Approximate critical value for two-tailed t-test.
For df > 30, uses z-approximation. In production, use scipy.stats.t.ppf().
"""
if df > 30:
# z critical values for common alpha levels
z_map = {0.01: 2.576, 0.05: 1.960, 0.10: 1.645}
return z_map.get(alpha, 1.960)
# Conservative for small df
return 2.1
@staticmethod
def _chi2_survival(chi2: float, df: int) -> float:
"""
Approximate survival function (1 - CDF) for chi-squared distribution.
Uses the normal approximation for the chi-squared statistic.

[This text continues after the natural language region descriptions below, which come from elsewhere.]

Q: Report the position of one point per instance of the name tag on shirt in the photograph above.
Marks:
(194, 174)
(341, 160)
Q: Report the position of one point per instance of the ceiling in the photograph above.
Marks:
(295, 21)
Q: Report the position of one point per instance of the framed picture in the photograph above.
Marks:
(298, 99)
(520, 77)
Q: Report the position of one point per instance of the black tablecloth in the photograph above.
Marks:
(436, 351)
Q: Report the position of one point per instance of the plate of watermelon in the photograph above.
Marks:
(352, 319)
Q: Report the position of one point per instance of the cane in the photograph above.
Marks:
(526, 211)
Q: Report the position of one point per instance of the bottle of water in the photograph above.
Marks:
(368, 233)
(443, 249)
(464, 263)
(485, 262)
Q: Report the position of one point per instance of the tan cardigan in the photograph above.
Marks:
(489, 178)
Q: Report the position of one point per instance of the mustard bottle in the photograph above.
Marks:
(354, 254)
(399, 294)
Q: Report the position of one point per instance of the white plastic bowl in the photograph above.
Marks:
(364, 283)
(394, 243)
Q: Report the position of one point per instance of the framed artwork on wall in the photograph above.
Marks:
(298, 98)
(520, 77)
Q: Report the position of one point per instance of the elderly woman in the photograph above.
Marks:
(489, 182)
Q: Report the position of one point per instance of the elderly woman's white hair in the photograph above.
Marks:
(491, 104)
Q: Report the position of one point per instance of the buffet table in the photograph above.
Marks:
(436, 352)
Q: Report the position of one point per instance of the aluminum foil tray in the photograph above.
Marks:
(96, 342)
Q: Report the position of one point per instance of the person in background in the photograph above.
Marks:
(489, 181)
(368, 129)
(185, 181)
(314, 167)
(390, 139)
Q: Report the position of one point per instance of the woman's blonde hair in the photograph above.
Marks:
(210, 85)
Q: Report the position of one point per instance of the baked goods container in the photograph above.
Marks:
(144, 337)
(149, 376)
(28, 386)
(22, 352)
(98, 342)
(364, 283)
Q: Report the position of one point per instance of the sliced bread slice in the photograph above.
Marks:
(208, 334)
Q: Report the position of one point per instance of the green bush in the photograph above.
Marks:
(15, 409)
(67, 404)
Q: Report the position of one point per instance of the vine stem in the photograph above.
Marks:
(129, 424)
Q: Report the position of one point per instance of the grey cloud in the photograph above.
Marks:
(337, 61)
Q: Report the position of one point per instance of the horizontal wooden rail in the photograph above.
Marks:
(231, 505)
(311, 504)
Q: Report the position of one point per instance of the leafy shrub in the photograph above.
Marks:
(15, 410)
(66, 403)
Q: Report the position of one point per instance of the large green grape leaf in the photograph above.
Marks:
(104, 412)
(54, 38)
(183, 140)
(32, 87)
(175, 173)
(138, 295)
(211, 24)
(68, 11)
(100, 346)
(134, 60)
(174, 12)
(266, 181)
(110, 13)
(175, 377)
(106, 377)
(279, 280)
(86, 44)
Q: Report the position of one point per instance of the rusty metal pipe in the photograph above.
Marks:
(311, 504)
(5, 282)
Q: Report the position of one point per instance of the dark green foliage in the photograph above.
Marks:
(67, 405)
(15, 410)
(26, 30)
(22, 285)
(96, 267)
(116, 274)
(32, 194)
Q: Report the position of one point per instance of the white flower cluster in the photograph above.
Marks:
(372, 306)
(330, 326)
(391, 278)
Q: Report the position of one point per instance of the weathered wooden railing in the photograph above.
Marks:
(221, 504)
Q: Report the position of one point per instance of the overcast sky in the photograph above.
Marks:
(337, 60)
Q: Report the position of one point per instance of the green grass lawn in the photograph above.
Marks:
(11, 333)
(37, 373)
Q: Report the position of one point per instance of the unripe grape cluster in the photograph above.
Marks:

In production, use scipy.stats.chi2.sf().
"""
if df != 1:
raise ValueError("Only df=1 implemented in this approximation")
z = math.sqrt(chi2)
return math.erfc(z / math.sqrt(2))
Key Takeaways
- A/B testing is not optional — Intuition about "better" parameters fails regularly. Only controlled experiments with statistical significance testing can confirm improvements.
- Calculate sample size before launching — Running an underpowered experiment wastes traffic and produces inconclusive results. Use the sample size calculator for every experiment.
- Guardrail metrics protect against blind optimization — A variant can improve quality score while doubling latency. Always enforce guardrail thresholds.
- Gradual rollout prevents disasters — Even statistically significant results can fail at scale. The 5% to 20% to 50% to 100% ramp catches edge cases.
- Session-level assignment prevents contamination — Always assign users to variants based on session ID, not request ID. A user seeing both variants within one conversation produces unreliable data.
- Practical significance matters as much as statistical significance — A p-value < 0.05 with a 0.001 quality improvement is not worth a 20% cost increase. Always evaluate the cost-benefit ratio.